Each of the six lessons followed a similar script. First, the teacher told the students that they would be solving problems. Next, the teacher reminded the students of the four steps (1. understand the problem; 2. make a plan; 3. execute the plan; and 4. verify the answer.) that are used to solve a problem. Then the teacher presented a problem and modelled applying the four steps to solve the problem (with or without the involvement of the class). Finally, the teacher reviewed the steps just done. It should be noted that these steps are not mentioned in the RAMP teacher guide but are instead the way in which problems have been treate for the last many years.

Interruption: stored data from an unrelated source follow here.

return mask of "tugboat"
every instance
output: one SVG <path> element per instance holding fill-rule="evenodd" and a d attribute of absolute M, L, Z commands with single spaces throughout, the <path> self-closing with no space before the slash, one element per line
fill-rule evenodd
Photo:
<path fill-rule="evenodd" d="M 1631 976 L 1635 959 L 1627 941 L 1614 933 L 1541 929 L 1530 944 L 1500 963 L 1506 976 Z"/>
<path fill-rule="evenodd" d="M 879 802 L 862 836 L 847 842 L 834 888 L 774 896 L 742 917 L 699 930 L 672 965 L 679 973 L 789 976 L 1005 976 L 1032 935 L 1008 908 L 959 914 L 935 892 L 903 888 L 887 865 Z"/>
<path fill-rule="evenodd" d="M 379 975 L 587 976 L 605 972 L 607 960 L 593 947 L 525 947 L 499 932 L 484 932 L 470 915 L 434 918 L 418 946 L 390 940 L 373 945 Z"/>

In four of the six lessons observed, the teacher also used the gradual release of responsibility model (“I do, We do, You do”) to structure the lesson. While this model is not mentioned in the RAMP mathematics materials, it does form an integral part of the RAMP approach to developing foundational skills for reading—skills such as phonemic awareness and letter sounds
In observing the lessons, however, it became clear that “making a plan” constituted translating the problem into a mathematical expression and doing the associated arithmetic to solve the mathematical equation. In almost all of the classes, the teacher wrote the problem on the board and either used a different color to highlight the numbers in the problem or circled the numbers in the problem. One teacher wrote a problem on the board (with the two numbers circled in red) and then said: “Let us see who the smartest child in this class is.” After discussing the problem briefly she went on: “Now we need to make a plan. What operation should we use: plus, minus, divide, or multiply? In this case we will use minus. How do we know that we should use minus?” Another teacher started her lesson by saying: “Today we will be doing subtraction problems,” and then proceeded to pose the problem. The lesson was not about sense making— the teacher told the class that the problems were subtraction problems. The lesson was also not about making a plan, and in so doing, developing a more sophisticated computational method. The lesson was simply about translating a situation (problem) into an equation and solving the equation.
The observed lessons suggest that most of the teachers had (1) assimilated some of the RAMP methodology into their existing practices; (2) recognized the value of the RAMP philosophy, even if the implementation fell short of the vision—e.g., they had recognized the possibility of a range of problem-solving approaches, even if they taught these rather than looking out for them in the work of the children; (3) provided differentiated support to the children in their class; and (4) tried to give students greater responsibility for their learning, even if it was through the misplaced implementation of the gradual release of responsibility (the “I do, We do, You do” model).